As tremendas desilusões que se sucederam, todavia, foram proporcionais às ilusões que acompanharam a eleição de Obama. Isso não significa dizer que Obama tenha sido um impostor – ainda que ele tenha inovado com novos truques de marketing político para ganhar as eleições, é bastante provável que o establishment tenha emoldurado o “espectro realista” de sua ação, impedindo que se tornasse um “ponto fora da curva” do sistema.
Se existia alguma dúvida de que o mundo poderia ficar pior depois de George W. Bush, em pouco tempo Barack Obama se encarregou de dissipá-la: o mundo continuou sendo, sim, pior com ele.

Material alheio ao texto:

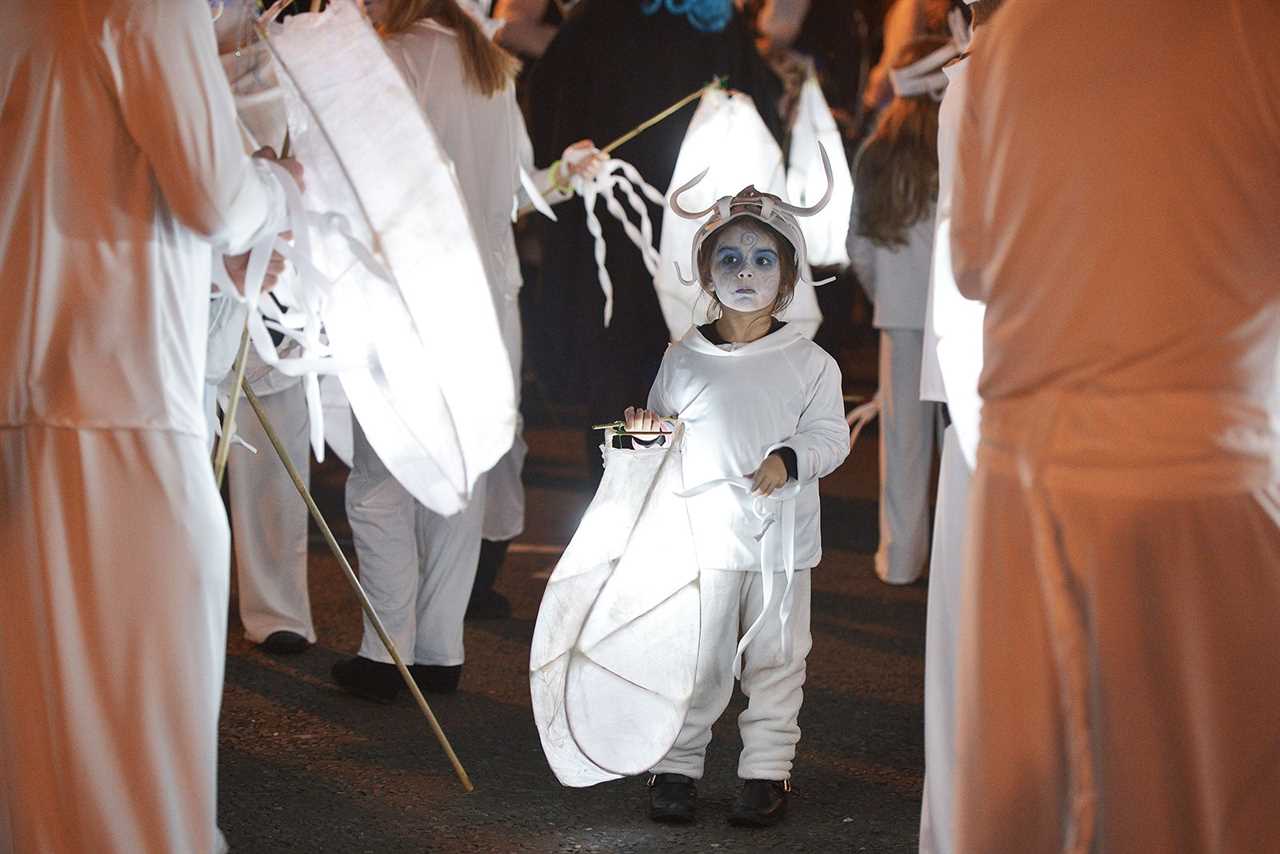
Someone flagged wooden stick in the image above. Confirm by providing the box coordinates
[213,322,253,489]
[542,77,726,195]
[240,382,475,793]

A abjeta prisão de Guantánamo, promessa descumprida de Obama, é um acinte aos valores iluministas e um retrocesso jurídico e moral à Idade Média. Os prisioneiros lá depositados, alguns sem acusações formais e sem a instauração do devido processo legal, são tratados à margem da lei e dos tratados internacionais de direitos humanos.

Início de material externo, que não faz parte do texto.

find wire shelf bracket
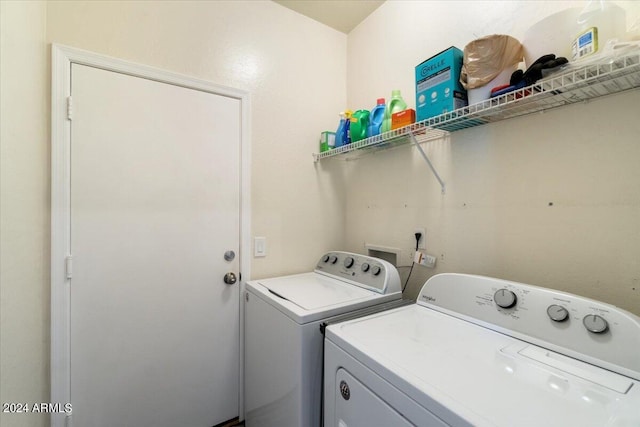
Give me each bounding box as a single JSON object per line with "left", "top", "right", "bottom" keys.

A invasão de um país sem consentimento para matar o inimigo “onde quer que esteja”, cria uma perigosa jurisprudência no direito internacional, que provavelmente influenciará mudanças de índole reacionária na doutrina do Direito no mundo.
A visão de democracia “for export” preservou a esquizofrenia: Os EUA legitimaram os golpes de Estado em Honduras e no Paraguai, reconhecendo prontamente os governos golpistas que usurparam o poder, mas não reconhecem a eleição democrática de Nicolás Maduro na Venezuela.
Obama, incompreensivelmente um Nobel da Paz, parece assomado do mesmo delírio do seu antecessor, e trata o mundo e a realidade como um jogo virtual de videogame. Os drones, aviões não-tripulados, carregados de armamento e guiados por controle remoto, alvejam os “inimigos” dos EUA localizados em qualquer parte do mundo. Essas armas letais somente são disparadas mediante ordens diretas do Presidente dos EUA que, portanto, tem a exata consciência dessa ação criminosa e ilegal que sacrifica vidas inocentes.
A espionagem telefônica e cibernética escalou níveis mais elevados, assumindo um padrão “Orwelliano” de controle das informações e das comunicações, em nome da “guerra ao terrorismo”. Segundo denúncia do ex-funcionário da CIA Edward Snowden, que prestava serviços para a NSA (Agência Nacional de Segurança), o atual governo ampliou os acordos secretos de cooperação das principais companhias telefônicas e dos maiores provedores de serviços de internet do mundo [como Skype, Yahoo, Google, Facebook e outros] com a “estratégia de segurança nacional” do país, executada em nome da “segurança da comunidade internacional”.
Não se sabe ao certo a finalidade dessas informações obtidas ilegalmente. É possível que não se destinem somente a programas militares e de segurança. Na internet e nas redes sociais transitam quantidades incalculáveis de informações pessoais e íntimas, reveladoras de hábitos de consumo, de modos de vida, de preferências culturais, de rotinas e de relacionamentos.
As políticas da hiperpotência dominante do mundo são incompatíveis com as conquistas iluministas da razão, da liberdade, da igualdade, da tolerância e da democracia. São políticas antagônicas ao mundo democrático, multipolar, tolerante e de paz que necessitamos, “não menos real que o mundo que conhecemos e padecemos”, como afirma Eduardo Galeano. O retrocesso em mais de 200 anos em relação às conquistas civilizatórias e iluministas da humanidade converte a “esfinge da esperança” em uma pobre caricatura menor da História que está sendo escrita como uma farsa.